3: Pervasive suffering: is the suffering of conditioned existence. It is the most subtle and the most difficult of the three to understand.

Just as it would be difficult for someone born into a prison cell who has never seen the ocean, to understand the depth of an ocean. It is difficult for ordinary people to comprehend the depth of our suffering.

This does not mean, however, we can’t enjoy life. Just as a prisoner can enjoy a cup of tea, so can we. But understand that, just as a prisoner is locked in a cell, we too are locked in the cell of ego-grasping.

By knowing this, we are motivated to do something about our situation and the suffering of others.

What are the Causes of Suffering?

The root cause of suffering is the fundamental ignorance grasping at an inherently-existent self. If we are to generate a wish for all living beings to be free from suffering and its causes, we must understand how we experience these three levels of suffering.

For compassion that is spoken of in Buddhism to be fully developed, one must understand all three levels. We must understand just how the conception of an inherently existent self can be the cause of these sufferings.

And we must understand the process involved in completely eliminating this conception.
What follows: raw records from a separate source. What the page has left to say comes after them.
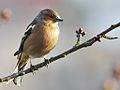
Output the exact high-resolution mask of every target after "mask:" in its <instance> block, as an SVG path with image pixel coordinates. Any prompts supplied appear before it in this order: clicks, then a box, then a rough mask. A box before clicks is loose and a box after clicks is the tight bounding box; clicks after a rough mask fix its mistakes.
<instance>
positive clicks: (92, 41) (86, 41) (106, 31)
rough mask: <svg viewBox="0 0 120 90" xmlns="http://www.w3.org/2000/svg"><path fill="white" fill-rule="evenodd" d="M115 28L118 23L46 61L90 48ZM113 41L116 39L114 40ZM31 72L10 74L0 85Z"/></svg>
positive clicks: (2, 81) (40, 63)
mask: <svg viewBox="0 0 120 90" xmlns="http://www.w3.org/2000/svg"><path fill="white" fill-rule="evenodd" d="M117 27H120V22H119V23H117V24H114V25H111V26H110V27H109V28H108V29H106V30H105V31H103V32H101V33H100V34H98V35H96V36H94V37H93V38H91V39H89V40H87V41H86V42H84V43H82V44H79V45H75V46H74V47H72V48H71V49H69V50H67V51H65V52H63V53H61V54H59V55H57V56H54V57H51V58H50V59H48V60H49V63H52V62H54V61H56V60H59V59H60V58H63V57H65V56H67V55H69V54H71V53H73V52H75V51H77V50H79V49H82V48H84V47H88V46H91V45H92V44H94V43H95V42H97V41H99V42H100V39H101V38H105V35H106V34H107V33H108V32H110V31H112V30H114V29H115V28H117ZM115 39H116V38H115ZM47 64H48V63H46V62H42V63H39V64H37V65H35V66H34V70H38V69H39V68H42V67H44V66H46V65H47ZM31 72H33V68H32V67H30V68H28V69H26V70H24V71H21V72H18V73H14V74H12V75H9V76H7V77H4V78H0V82H1V83H2V82H7V81H9V80H11V79H13V78H15V77H18V76H23V75H25V74H28V73H31Z"/></svg>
Je Tsongkhapa has said ( The Great Treatise and The Stages Of The Path To Enlightenment P45):

After you have thoroughly distinguished the objects of meditation according to the previous explanations – how compassion is the root, how the developments of the spirit of enlightenment is the entrance to the Mahayana, and so forth – you must then analyze these explanations with discerning wisdom and elicit the experience produced after sustaining them in meditation.

You will not achieve anything with the unclear experiences that come when you make a short, concentrated effort without precisely clarifying the topic with your understanding. Know that this is true for other kinds of practices as well.


To completely eliminate suffering, is different than a wish for a living being to be free from particular manifest suffering such as a headache.

In order to completely eliminate suffering one must eliminate the causes of suffering, otherwise, this elimination will remain incomplete as the potential for future suffering is still present.

The fundamental or root cause of suffering is ego-grasping. Therefore, you must understand from within your own experience the suffering related to ego-grasping, in order to infer it from others.

To have the wish that all living beings be free from suffering and its causes means you must know how sentient beings suffer and what the causes of that suffering are.

Without that understanding, your compassion will remain mere empathy.